Bruce Lahn profile, ASPM followup

Fri, 2006-12-22 10:46 -- John Hawks

Science this week has a long profile of Bruce Lahn, written by Michael Balter. What I find most remarkable is how some high-profile geneticists are willing to stand up against the idea that humans could be subject to natural selection.

A sidebar accompanying the profile reviews the lack of evidence for a connection between ASPM variants and IQ in two large studies. It also mentions the possible sperm-brain connection:

But genome researcher Chris Ponting of the University of Oxford, U.K., notes that microcephalin and ASPM are also expressed outside the brain. In last May's issue of Bioinformatics, he reported that part of ASPM's DNA sequence resembles that of genes involved in the function of flagella, which propel sperm. Earlier work had shown that ASPM is expressed during sperm production. Ponting suggests that natural selection might have acted on flagellar function rather than brain growth. "These genes could well have many functions in many parts of the body," Ponting says, "and any one of these could have driven their adaptive sequence changes."

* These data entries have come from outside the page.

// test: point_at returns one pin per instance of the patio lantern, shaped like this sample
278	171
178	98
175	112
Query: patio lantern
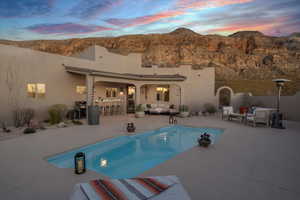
204	140
79	160
277	117
130	127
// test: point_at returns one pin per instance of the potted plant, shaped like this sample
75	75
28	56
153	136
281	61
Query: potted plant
204	140
139	111
184	111
210	108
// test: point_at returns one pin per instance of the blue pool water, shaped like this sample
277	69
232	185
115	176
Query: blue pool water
129	156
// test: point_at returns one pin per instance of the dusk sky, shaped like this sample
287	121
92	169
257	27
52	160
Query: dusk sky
61	19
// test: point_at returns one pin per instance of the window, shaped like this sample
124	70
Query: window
162	94
80	89
40	89
36	90
31	88
111	92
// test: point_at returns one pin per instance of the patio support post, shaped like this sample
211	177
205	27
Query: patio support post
89	92
137	94
181	95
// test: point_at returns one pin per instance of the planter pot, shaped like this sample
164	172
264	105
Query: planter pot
139	114
184	114
204	143
243	109
93	115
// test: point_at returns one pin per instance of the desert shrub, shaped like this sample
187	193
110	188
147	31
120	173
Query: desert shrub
29	130
22	116
77	122
57	113
183	108
210	108
140	108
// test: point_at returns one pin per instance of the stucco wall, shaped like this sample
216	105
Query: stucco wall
39	67
290	105
28	66
197	90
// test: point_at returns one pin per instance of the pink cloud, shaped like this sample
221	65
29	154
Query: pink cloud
266	27
66	28
144	19
195	4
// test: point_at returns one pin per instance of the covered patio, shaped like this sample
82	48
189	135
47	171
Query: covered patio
118	93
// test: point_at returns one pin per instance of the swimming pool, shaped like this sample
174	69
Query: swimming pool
129	156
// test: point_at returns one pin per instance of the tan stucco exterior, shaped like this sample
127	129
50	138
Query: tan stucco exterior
28	66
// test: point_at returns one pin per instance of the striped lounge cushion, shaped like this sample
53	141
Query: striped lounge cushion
126	189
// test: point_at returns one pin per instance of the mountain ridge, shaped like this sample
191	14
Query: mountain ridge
239	59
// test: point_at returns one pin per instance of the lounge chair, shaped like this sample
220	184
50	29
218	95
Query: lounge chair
168	187
227	111
258	116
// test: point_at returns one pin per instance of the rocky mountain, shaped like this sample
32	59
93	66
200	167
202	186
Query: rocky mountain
246	61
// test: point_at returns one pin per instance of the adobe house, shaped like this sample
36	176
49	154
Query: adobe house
37	80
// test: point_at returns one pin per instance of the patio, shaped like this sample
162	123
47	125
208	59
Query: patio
246	163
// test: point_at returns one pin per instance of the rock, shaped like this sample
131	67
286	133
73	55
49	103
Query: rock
33	124
62	125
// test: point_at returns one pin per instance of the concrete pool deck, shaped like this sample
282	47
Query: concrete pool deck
245	163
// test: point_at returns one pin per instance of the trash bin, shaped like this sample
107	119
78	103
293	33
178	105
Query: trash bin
93	115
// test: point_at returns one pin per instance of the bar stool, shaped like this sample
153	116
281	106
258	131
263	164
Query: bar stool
101	109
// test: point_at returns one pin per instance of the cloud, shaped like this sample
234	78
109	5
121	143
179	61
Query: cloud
143	19
196	4
25	8
279	26
66	28
180	9
87	9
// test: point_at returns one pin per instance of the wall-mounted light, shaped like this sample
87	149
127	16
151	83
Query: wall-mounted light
121	91
103	162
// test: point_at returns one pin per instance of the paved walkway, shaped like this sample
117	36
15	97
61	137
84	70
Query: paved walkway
246	163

This is an interesting suggestion considering the high rate of evolution of ASPM during primate evolution -- it tracks like a sperm production gene in that regard. But it doesn't explain microcephalin or the other brain-expressed genes enriched for positive selection on the human lineage. So if ASPM itself isn't under selection for brain function, plenty of other genes have been.

One thing is for sure -- with the strength of selection on ASPM, it has to be strongly correlated with something that influences fitness.